Gerzel Baazov (გერცელ ბააზოვი; October 28, 1904 – September 12, 1938) was a Georgian Jewish poet and playwright who fell victim to Joseph Stalin's Great Purges.

He was born in Oni, Georgia (then part of the Russian Empire) into the family of the leading Georgian Zionist David Baazov. At the age of 14, he published his first poems under the pen name of Ger-Bi (1918). In the 1920s, he systematically published poems, historical stories and journalistic essays in Georgian-Jewish press and garnered acclaim with his Georgian translation of Song of Songs in 1924. In 1925, he organized a Tbilisi-based Georgian-Jewish dramatic troupe "Kadima" and began writing plays depicting the life of the Georgian Jews. In 1927, he graduated from the Faculty of Law, Tbilisi State University, and briefly served as a lawyer.
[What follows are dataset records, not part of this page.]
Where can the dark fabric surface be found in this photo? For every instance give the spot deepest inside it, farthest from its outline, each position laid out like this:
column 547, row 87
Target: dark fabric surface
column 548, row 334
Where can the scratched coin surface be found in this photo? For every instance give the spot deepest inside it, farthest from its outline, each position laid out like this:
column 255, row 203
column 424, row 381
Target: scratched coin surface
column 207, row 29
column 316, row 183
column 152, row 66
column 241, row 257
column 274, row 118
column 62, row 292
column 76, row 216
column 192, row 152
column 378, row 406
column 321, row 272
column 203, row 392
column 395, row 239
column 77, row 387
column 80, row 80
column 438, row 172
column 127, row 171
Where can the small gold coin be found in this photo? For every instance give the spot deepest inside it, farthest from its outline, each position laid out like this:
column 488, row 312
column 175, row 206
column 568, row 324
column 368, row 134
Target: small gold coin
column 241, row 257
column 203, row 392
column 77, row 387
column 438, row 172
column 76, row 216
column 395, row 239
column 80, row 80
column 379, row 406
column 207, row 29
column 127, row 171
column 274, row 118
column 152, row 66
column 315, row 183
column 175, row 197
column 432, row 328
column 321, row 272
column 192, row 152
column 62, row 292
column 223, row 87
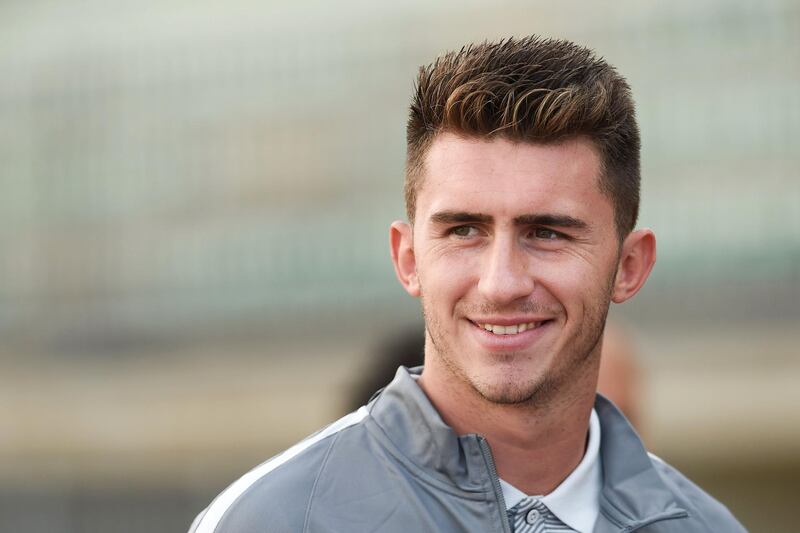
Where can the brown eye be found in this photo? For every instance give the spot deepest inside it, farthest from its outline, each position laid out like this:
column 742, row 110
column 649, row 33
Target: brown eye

Through his 1928 play Dilleamari (დილლეამარი), Baazov established himself as a leading writer in Georgian on Jewish themes. He was the first Jewish writer to introduce the subject matter of the life-style, character, and routine life of Georgian Jews into Georgian literature. In an amazingly brief period, Baazov wrote ten plays (notably The Mutes Began to Speak [მუნჯები ალაპარაკდნენ, 1931], Without Respect of Persons [განურჩევლად პიროვნებისა, 1933], Itska Rizhinashvili [იცკა რიჟინაშვილი, 1936], etc.), most of which became standard items in Georgian repertory in the 1930s. Early in the 1930s, he conceived a trilogy on the Georgian Jews, the first part of which – Petkhaini – appeared in Georgian (ფეთხაინი, 1934) and Russian (Петхайн, 1936). His prolific work was terminated by the Soviet political repressions under Stalin. In 1937, he was arrested in Moscow and extradited to Tbilisi where he was either shot or tortured to death during the interrogation. He was posthumously rehabilitated in 1955. A street in his native Oni has been named after Gerzel Baazov.